Но прошло еще несколько суток, а это «недалече» все еще было далеко.

Погода между тем все более и более портилась. По небу медленно тянулись свинцовые тучи, беспрерывно шел ледяной дождь, мелкий, пронизывающий до костей, лес почернел и стал заволакиваться туманом. Казалось, над рекой висели только голые скалы, в которых она билась, рвалась на свободу, но они не пускали ее и заставляли со стоном нести воды в своем сравнительно узком русле.

Тяжело стало казакам справляться с бурливой рекой, да и вообще настало для них трудное житье: мокрота, холод, невозможность согреться у костров, которые не горели, а только чадили дымом, разъедавшим глаза.

Люди приуныли, печальны стали, задумчивы, с пасмурными, как погода, лицами, не слышно, как прежде, ни говору веселого, ни песни молодецкой.

Уныние напало снова и на Ермака Тимофеевича – больно стало ему за его людей, жаль добрых молодцев, а между тем ничего не мог поделать он.

Наконец выдался один погожий день, выглянуло из-за серых туч солнышко, тусклое, холодное, но все же показавшееся в диковинку казакам, давно не видавшим его. По обеим сторонам реки зазеленел сосновый лес.

– Вот наше и зимовье, – сказал Миняй. – Поворачивай челн вправо! – крикнул он рулевому.

Атаманский челн повернулся, за ним повернули и другие и стали приставать к берегу, к намеченному Миняем месту. Невиданное прежде зрелище представилось им. В отвесном скалистом берегу оказалось глубокое ущелье, точно ложе высохшей реки, куда Чусовая не могла направить свои воды, так как дно ущелья было выше уровня ее воды и поднималось постепенно в гору, между высоко нависшими скалами.

– Ну местечко! – заметил Ермак. – Дичь-то какая! Да тут с голоду и холоду умрешь среди каменных-то глыб…

– Зачем умирать с голоду и холоду? – возразил Миняй. – До леса здесь рукой подать, а в лесу и топлива и зверей на потребу видимо-невидимо.

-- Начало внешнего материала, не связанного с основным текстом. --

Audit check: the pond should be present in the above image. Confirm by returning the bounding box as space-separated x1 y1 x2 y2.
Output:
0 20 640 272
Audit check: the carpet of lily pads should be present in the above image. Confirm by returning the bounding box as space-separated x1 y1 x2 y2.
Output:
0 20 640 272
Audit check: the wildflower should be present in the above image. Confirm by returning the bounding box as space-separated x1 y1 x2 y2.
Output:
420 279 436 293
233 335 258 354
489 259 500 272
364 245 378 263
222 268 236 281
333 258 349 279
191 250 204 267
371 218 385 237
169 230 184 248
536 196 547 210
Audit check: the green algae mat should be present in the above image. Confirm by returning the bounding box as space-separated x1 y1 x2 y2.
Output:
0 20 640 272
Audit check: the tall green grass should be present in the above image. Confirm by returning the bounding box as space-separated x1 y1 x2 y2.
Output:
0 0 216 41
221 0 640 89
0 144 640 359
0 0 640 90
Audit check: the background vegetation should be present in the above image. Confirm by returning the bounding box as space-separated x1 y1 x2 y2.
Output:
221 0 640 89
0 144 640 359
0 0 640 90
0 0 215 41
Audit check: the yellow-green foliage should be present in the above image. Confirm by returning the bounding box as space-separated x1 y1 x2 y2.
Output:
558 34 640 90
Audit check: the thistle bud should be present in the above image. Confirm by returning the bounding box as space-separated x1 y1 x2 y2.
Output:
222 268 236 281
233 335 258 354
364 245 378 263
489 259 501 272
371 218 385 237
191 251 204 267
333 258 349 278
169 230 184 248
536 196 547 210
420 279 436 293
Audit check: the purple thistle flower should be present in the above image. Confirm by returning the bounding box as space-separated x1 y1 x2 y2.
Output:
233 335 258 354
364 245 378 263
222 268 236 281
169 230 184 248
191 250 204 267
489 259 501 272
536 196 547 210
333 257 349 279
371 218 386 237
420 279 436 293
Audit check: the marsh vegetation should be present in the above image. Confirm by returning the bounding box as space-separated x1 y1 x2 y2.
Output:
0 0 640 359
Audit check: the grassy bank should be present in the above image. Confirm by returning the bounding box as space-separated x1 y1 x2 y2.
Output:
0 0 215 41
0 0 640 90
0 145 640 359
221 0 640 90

– Да как же тут до лесу добраться? – спросил Иван Кольцо.

– Да тут недалече есть влево дорога между скал, немного в гору, в самый лес…

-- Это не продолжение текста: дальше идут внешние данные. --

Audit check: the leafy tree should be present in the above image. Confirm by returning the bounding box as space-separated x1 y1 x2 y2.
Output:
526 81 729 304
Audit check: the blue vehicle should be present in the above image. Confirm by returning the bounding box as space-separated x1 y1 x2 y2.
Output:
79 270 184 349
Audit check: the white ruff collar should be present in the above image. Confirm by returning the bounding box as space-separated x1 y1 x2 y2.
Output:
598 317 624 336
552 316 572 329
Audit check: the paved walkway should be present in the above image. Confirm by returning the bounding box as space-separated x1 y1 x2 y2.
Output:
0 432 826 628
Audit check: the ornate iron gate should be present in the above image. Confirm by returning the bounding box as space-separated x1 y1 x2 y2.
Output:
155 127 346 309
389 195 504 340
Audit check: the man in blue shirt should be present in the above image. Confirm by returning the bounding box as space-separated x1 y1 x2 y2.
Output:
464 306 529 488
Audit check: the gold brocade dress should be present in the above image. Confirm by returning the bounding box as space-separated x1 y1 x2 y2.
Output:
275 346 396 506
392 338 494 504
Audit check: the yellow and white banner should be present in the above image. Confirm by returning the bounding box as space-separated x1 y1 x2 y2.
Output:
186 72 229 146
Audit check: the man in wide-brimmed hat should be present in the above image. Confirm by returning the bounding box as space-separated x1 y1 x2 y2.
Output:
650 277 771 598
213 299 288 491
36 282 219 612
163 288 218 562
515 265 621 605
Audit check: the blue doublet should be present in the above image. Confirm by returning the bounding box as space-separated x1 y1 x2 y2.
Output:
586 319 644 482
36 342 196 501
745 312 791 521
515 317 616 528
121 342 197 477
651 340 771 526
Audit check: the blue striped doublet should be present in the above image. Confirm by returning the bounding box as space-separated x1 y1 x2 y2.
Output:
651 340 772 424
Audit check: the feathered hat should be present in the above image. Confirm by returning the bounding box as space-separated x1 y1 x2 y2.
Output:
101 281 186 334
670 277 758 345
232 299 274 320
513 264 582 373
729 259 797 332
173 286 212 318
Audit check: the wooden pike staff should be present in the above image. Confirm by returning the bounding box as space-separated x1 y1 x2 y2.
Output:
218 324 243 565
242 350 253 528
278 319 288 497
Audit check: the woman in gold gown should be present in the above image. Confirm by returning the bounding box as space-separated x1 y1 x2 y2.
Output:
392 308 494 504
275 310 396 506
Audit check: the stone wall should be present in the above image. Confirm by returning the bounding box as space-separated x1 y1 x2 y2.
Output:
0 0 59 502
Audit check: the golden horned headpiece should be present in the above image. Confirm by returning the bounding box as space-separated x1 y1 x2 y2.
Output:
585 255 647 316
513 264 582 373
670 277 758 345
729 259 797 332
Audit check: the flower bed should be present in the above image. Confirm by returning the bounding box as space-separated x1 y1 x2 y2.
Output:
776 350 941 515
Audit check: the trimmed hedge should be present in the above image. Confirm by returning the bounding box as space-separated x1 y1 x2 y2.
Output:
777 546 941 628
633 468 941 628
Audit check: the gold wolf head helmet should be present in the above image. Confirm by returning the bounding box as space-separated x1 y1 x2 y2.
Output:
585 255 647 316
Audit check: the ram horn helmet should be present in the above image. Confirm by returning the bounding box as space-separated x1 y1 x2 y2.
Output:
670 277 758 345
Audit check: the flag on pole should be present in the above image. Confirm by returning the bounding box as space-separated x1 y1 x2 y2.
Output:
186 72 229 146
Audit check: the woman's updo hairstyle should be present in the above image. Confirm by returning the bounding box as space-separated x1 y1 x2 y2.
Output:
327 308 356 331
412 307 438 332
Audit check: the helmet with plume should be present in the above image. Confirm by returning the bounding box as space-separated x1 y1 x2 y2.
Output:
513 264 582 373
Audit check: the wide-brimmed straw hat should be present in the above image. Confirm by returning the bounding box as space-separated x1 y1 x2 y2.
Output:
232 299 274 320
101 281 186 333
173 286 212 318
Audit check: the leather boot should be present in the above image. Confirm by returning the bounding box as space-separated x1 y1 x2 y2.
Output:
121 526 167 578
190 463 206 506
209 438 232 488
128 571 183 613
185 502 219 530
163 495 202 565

– Да что говорить-то, что есть, то и есть, – сказал Ермак Тимофеевич.

– Не мы строили, а Бог, – заключил Миняй.

Люди по приказанию Ермака Тимофеевича вытащили челны на берег и, построившись, пошли в глубь ущелья. Впереди – Ермак и Иван Кольцо с Миняем, указывавшим дорогу.

Пройдя с полверсты, повернули направо к скале, в которой чернелось отверстие в рост человека.

– Надо огня высечь да зажечь пучок хворосту. Есть?..

У людей Ермака нашелся хворост и огниво. В руках Миняя появился зажженный факел, с которым он и вошел в отверстие скалы. За ним последовали Ермак Тимофеевич, Иван Иванович и передние казаки.

Все, кроме Миняя, хорошо знавшего эти места, остановились в изумлении. Перед ними открылась огромная пещера, где мог свободно поместиться весь отряд Ермака.

– Вот так хоромы! Почище строгановских! – послышались восклицания.

– Здесь тепло и не дует…

– Молодец, Миняй! Уж подлинно молодец! Здесь мы зимуто как раз и проведем, – сказал Иван Кольцо.

Тотчас же из запасного хвороста были разведены костры и люди Ермака расположились около них. Группа казаков в сопровождении Миняя была отряжена в ближайший лес за топливом и живностью.

Пещера осветилась. Ее стены и потолок загорелись всеми цветами радуги от различных кварцевых пород. Зрелище было волшебное.

– Гляньте, братцы, да тут звериное логовище, – сказал один из казаков, сидевших у костра в дальнем углу пещеры.

– Где, где?

– А вот тут…

И он указал на толстый слой высохшей травы и тонких сучьев, находившихся в углу и, видимо, примятых каким-то грузным телом.

– И зверь-то большущий, медведь, верно, – сообразили казаки.

– Что же, пусть приходит к себе домой, милости просим, знатное из него будет жаркое.

Все расхохотались.

За другим костром тоже шли веселые разговоры, слышался хохот, встречавший веселые шутки.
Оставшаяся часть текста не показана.